I use food a great deal in both training and behaviour consultations. Food, when used to reinforce behaviours, is a powerful tool, as it has the effect of calming and focusing a dog due to the physiological effects it has on the dog. Toys and play can have the resulting effect of exciting a dog, and when working with reactive dogs, this can be counter-productive.
Reinforcers only work as reinforcers if the dog is willing to work for what we are trying to use. The dogs decides what is a reinforcer, not us unfortunately. If a dog is not hungry, or is fed on a diet of tasty, human, cooked food, dried kibble usually doesn’t cut it for training.
I recently did a home consultation for a couple with a reactive Jack Russell Terrier. Now, a JRT has a stomach about the size of a crisp packet, if that (small bag of potato chips, for my international readers!). I tried to give the wee dog a couple of pieces of hotdog, usually a high value reward and was kind of surprised that he refused them. On enquiring about his diet, I was told by the woman who owned him that he regulary gets a fairly large bowl of pasta for his size, cooked chicken, tinned tuna and sardines, as well as left overs from the family dinner. He was a little rotund, but only a little as he had obviously been self regulating his food intake. The owner also stated, with a degree of surprise in her voice, that he would only “pick” at his dog food throughout the day. Not a huge surprise!

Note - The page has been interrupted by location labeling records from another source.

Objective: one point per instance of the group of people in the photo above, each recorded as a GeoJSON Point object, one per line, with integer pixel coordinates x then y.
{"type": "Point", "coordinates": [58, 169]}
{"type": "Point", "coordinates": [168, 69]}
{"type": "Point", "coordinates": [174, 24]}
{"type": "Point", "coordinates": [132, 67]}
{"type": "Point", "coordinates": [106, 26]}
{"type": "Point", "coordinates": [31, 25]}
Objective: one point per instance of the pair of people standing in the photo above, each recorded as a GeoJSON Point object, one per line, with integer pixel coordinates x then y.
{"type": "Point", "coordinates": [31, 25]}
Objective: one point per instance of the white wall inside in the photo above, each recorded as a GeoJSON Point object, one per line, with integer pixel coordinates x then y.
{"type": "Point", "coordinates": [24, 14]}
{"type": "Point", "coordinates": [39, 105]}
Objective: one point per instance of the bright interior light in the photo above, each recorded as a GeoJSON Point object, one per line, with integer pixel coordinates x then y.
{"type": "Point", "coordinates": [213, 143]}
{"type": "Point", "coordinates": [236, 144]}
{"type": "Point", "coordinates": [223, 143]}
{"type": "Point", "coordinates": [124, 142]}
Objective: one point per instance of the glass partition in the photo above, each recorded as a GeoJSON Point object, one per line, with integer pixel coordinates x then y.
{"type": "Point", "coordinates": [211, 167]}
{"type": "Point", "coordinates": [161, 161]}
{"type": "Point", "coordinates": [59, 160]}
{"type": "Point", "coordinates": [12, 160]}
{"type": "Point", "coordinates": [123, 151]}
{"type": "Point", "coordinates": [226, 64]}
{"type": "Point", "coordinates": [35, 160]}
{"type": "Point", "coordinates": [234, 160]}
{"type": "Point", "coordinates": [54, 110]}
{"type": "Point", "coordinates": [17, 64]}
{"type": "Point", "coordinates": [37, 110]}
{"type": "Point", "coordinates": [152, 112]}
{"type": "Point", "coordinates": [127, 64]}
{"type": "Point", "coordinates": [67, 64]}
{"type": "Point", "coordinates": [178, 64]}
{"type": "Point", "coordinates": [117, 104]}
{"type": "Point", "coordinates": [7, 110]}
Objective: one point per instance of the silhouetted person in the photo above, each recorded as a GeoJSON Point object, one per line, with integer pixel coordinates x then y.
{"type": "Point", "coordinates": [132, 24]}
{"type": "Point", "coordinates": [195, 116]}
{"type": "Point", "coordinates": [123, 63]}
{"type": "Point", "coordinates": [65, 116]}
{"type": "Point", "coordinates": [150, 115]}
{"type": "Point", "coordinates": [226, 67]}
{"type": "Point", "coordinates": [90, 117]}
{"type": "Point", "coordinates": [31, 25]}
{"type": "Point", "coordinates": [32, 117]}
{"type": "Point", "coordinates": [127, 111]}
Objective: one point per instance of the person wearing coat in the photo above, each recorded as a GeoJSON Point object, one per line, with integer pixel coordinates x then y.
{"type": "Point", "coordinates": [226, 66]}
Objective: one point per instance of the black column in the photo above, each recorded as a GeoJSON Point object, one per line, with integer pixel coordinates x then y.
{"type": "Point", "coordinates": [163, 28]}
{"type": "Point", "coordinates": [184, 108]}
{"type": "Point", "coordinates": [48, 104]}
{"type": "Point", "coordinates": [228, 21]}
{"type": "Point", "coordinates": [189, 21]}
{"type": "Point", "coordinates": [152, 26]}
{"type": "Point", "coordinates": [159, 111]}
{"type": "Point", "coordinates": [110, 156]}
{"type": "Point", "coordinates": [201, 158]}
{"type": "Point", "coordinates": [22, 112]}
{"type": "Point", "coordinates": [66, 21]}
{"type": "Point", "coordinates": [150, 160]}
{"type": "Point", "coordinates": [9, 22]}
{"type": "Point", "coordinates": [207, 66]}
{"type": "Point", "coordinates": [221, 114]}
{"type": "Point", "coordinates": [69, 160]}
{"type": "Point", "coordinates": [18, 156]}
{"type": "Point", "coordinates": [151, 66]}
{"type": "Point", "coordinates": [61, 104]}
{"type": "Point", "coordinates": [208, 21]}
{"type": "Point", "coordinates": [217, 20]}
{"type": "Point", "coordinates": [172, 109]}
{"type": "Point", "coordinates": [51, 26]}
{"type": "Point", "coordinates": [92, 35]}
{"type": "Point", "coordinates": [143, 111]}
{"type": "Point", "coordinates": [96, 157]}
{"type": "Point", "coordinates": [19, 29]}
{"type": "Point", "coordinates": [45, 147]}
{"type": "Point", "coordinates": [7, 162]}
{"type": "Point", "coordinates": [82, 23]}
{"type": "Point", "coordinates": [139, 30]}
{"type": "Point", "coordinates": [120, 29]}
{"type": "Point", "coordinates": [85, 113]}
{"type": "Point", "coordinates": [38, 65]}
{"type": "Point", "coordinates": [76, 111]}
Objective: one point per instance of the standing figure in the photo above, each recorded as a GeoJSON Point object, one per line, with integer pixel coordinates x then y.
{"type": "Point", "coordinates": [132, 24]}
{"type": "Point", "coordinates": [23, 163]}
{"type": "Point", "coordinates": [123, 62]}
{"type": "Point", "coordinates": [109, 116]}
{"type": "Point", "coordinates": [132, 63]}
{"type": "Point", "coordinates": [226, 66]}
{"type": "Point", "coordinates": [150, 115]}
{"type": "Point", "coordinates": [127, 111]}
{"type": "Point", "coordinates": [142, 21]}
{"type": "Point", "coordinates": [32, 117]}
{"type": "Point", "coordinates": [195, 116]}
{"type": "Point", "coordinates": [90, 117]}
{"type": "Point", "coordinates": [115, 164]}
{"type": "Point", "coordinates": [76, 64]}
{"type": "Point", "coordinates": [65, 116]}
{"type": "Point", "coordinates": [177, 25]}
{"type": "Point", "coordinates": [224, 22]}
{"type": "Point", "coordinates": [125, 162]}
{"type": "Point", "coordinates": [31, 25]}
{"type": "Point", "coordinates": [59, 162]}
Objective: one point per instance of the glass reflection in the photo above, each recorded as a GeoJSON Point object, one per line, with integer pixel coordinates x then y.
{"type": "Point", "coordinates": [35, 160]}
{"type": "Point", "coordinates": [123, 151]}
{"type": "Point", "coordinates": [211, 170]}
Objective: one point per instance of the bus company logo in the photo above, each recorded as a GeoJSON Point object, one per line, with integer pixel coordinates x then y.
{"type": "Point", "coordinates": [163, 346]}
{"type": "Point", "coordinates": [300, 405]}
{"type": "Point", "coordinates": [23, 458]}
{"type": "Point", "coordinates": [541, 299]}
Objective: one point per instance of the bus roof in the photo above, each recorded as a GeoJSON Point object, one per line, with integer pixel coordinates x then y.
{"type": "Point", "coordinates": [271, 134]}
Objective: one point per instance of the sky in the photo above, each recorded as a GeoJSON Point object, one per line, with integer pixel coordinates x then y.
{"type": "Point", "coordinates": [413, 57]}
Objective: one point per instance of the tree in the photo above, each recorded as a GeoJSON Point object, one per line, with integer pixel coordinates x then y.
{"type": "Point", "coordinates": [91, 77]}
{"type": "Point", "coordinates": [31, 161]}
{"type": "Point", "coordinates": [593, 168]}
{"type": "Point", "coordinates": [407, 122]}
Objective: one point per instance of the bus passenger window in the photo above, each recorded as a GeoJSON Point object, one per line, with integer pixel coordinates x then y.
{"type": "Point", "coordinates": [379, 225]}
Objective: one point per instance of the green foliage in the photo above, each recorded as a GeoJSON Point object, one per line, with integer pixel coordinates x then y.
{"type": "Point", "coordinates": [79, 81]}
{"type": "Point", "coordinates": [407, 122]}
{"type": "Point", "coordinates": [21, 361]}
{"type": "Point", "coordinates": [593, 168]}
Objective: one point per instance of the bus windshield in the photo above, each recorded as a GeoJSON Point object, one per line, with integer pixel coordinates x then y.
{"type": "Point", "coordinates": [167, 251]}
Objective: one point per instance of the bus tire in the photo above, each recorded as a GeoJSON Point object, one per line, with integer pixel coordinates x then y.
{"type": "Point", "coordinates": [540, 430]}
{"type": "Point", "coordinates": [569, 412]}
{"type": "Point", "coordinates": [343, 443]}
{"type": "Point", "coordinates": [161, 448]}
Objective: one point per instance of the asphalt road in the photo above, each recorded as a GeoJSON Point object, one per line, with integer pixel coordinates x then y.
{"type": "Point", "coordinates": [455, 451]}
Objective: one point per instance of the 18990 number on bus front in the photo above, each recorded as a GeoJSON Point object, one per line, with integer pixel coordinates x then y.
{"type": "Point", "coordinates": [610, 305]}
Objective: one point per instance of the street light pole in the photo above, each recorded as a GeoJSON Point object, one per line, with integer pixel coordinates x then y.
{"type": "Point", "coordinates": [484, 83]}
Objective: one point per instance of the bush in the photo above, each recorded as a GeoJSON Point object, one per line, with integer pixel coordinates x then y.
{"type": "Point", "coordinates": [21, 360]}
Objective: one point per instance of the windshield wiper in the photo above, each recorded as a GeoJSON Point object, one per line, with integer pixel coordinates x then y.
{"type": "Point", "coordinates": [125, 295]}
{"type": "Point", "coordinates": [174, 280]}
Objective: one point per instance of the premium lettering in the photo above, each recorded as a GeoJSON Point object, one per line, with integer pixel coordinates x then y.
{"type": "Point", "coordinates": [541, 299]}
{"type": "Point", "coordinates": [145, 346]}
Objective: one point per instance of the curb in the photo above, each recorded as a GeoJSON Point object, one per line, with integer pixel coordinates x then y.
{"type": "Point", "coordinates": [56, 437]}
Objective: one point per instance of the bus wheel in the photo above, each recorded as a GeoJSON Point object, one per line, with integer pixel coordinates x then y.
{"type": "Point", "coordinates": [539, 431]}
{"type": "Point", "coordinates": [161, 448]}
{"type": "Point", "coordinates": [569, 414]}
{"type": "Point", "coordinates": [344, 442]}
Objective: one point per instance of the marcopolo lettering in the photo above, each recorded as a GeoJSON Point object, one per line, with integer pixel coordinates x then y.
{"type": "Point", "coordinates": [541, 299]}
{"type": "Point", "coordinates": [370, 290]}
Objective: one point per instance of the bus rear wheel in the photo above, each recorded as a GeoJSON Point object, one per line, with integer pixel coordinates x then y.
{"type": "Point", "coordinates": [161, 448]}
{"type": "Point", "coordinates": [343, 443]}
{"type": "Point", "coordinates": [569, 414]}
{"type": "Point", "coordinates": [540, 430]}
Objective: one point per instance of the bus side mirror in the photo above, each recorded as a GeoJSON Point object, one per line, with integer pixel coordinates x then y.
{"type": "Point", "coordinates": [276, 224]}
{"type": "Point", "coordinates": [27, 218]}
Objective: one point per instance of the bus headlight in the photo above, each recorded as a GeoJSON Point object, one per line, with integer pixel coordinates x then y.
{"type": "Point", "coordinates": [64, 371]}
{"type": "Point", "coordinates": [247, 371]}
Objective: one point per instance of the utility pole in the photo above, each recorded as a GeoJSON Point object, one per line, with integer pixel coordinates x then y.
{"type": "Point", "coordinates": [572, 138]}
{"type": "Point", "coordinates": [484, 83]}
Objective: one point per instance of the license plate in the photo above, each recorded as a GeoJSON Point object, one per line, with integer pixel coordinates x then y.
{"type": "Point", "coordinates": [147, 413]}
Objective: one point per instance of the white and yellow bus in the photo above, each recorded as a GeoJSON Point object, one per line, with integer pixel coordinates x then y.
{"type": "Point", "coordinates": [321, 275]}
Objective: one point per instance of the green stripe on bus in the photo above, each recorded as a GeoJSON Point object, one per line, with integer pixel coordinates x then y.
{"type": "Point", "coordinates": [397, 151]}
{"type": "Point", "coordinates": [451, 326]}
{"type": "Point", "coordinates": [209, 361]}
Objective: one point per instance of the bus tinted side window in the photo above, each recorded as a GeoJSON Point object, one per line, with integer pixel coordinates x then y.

The first thing I advise for training a dog, who isn’t motivated by food, as in the case above, is to reduce his portion size for a few days. Dogs can easily go three days before starting to feel hungry and a well fed dog can go over five or six days before hunger will start to set in. When the dog starts to feel hungry, we can begin to use his hunger to get him to work for his food. In using normal, everyday kibble as his payment, we don’t need to rely on training treats, hot dogs, cheese, chicken or other high value rewards. This way, we can use a really high rate of reinforcement to get the dog addicted to those behaviours and gradually start to fade the food rewards out. This way, we can save the super high value rewards for truly excellent behaviours, really difficult stuff or for when the level of distraction of much higher than usual
Good behaviours get normal food, better behaviours or performances get more of the good stuff and the best or most difficult tasks get the best rewards.
Don’t give your dog the canine equivalent of £50 notes or $50 bills for free in the shape of cooked chicken or sausage and expect him to work for pennies (dry biscuits or kibble).
Our dog’s job is to be a good dog. Daily food is his payment. If you give an untrained dog food in a bowl you are essentially giving him payment for sitting with his feet up on the desk all day and then expecting him to do what you ask without help. He needs help to know what to do. Once he routinely does all the god things, he has earned his food all in the one go either once or twice a day in a bowl. Until then, space the kibble out throughout the day and he can earn it during times when you are teaching him what you want of him.